Yes, I've been getting 3 hour hot wheels lately. You are right, these 4+ hour blocks must have been forfeited. Here's the deal, I'm the only person at the SMC warehouse that I know of who is not getting reserved blocks offered. All my blocks have been almost immediatly same day? I have me availability on the calendar set to everyday a total of 156 hours.


----------



## UberPasco

LA Cabbie said:


> Here's the deal, I'm the only person at the SMC warehouse that I know of who is not getting reserved blocks offered. All my blocks have been almost immediatly same day?


Yes, most blocks are picked up same day. No, I guarantee you that at least 300 other people did not get reserved blocks either.


----------



## LA Cabbie

UberPasco said:


> Yes, most blocks are picked up same day. No, I guarantee you that at least 300 other people did not get reserved blocks either.


I just wrote amazon flex to find out what's going on. If I get less than 30 hours a week or have to camp by the warehouse, then this gig ain't worth it. No, I'm not going to hustle for less than minimum wage gig jobs.


----------



## LA Cabbie

Hello,

Amazon Flex provides a flexible opportunity to turn free time into supplemental or part-time income. The availability of delivery blocks may fluctuate week to week and are not guaranteed.

Our system matches blocks to delivery partners based on availability and customer demand, and not every delivery partner will be confirmed for delivery blocks ahead.

Same Day blocks may become available anytime based on availability and customer demand. To sign up for one of these blocks, tap 'Ready to Deliver Today' on the Home screen. If you do not see 'Ready to Deliver Today', this means that you are not able to pick-up same-day delivery blocks at that time.

As a reminder, we do not expect exclusive services from our Delivery Partners. If you want more delivery work than is available through Amazon Flex, we encourage you to make your services available to other customers.


----------



## jester121

LA Cabbie said:


> Same Day blocks may become available anytime based on availability and customer demand. To sign up for one of these blocks, tap 'Ready to Deliver Today' on the Home screen. If you do not see 'Ready to Deliver Today', this means that you are not able to pick-up same-day delivery blocks at that time.


Correct me if I'm wrong, but "Ready to Deliver Today" hasn't been a feature on the app for, what, 3 versions?

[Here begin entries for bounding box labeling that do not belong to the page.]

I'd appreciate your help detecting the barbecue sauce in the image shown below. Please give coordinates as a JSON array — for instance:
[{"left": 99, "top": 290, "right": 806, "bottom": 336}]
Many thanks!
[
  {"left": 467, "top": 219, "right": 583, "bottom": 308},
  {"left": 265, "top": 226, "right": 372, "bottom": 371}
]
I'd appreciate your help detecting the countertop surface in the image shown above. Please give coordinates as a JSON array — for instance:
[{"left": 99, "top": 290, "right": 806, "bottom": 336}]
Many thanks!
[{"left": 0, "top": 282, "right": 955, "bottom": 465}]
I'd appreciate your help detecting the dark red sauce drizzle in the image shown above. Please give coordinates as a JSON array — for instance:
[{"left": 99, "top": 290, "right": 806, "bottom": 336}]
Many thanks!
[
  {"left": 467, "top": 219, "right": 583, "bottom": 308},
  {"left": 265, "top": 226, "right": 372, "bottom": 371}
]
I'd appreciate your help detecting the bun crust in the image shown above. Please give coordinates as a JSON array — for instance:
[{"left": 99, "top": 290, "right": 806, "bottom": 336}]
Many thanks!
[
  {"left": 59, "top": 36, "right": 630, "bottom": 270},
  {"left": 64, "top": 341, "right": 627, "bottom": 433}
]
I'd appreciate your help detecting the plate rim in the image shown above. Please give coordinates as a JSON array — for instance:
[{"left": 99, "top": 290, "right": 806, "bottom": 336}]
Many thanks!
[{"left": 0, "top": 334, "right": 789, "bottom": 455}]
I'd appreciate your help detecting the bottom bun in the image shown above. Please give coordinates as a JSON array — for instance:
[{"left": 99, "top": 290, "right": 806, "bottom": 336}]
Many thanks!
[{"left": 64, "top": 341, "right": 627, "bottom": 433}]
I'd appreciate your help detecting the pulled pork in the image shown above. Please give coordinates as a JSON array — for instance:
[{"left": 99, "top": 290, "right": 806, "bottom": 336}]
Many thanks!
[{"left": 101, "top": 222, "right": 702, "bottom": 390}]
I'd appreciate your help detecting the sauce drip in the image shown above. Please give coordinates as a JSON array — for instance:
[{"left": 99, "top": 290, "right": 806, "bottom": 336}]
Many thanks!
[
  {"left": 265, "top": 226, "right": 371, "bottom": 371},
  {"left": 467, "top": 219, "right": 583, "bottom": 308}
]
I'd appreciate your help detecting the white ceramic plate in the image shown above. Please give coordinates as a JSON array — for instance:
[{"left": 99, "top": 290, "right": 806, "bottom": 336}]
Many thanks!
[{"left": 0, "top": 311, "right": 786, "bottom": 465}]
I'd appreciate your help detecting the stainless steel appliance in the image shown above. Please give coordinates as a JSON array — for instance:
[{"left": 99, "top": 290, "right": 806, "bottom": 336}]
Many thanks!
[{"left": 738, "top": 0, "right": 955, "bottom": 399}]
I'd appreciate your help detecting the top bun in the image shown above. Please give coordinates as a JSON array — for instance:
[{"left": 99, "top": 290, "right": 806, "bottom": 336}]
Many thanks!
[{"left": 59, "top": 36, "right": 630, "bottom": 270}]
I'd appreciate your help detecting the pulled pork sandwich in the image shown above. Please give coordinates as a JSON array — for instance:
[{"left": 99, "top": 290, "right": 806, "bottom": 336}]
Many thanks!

Or is that only visible for drivers assigned to Prime?


----------



## UberPasco

LA Cabbie said:


> I just wrote amazon flex to find out what's going on. If I get less than 30 hours a week or have to camp by the warehouse, then this gig ain't worth it. No, I'm not going to hustle for less than minimum wage gig jobs.


Buh-bye.


----------



## Shangsta

UberPasco said:


> Buh-bye.


Tad ironic the guy going on the Uber board to brag how much he was making doing Flex finds its not as easy as he thought it was.


----------



## LA Cabbie

Shangsta said:


> Tad ironic the guy going on the Uber board to brag how much he was making doing Flex finds its not as easy as he thought it was.


https://uberpeople.net/threads/i-just-keep-on-winning.123342/


----------



## FlexDriver

LA Cabbie said:


> https://uberpeople.net/threads/i-just-keep-on-winning.123342/


"Showing this off" does NOT gonna do anything good but definitely brings more competition IMO
There must be lot of people here in this forum which makes more than that but they keep their mouth shut due the above mentioned fact.


----------



## WMUber

LA Cabbie said:


> https://uberpeople.net/threads/i-just-keep-on-winning.123342/


Yah, I wonder how many Uber ants he recruited without a finder's fee...


----------



## WMUber

FlexDriver said:


> "Showing this off" does NOT gonna do anything good but definitely brings more competition IMO
> There must be lot of people here in this forum which makes more than that but they keep their mouth shut due the above mentioned fact.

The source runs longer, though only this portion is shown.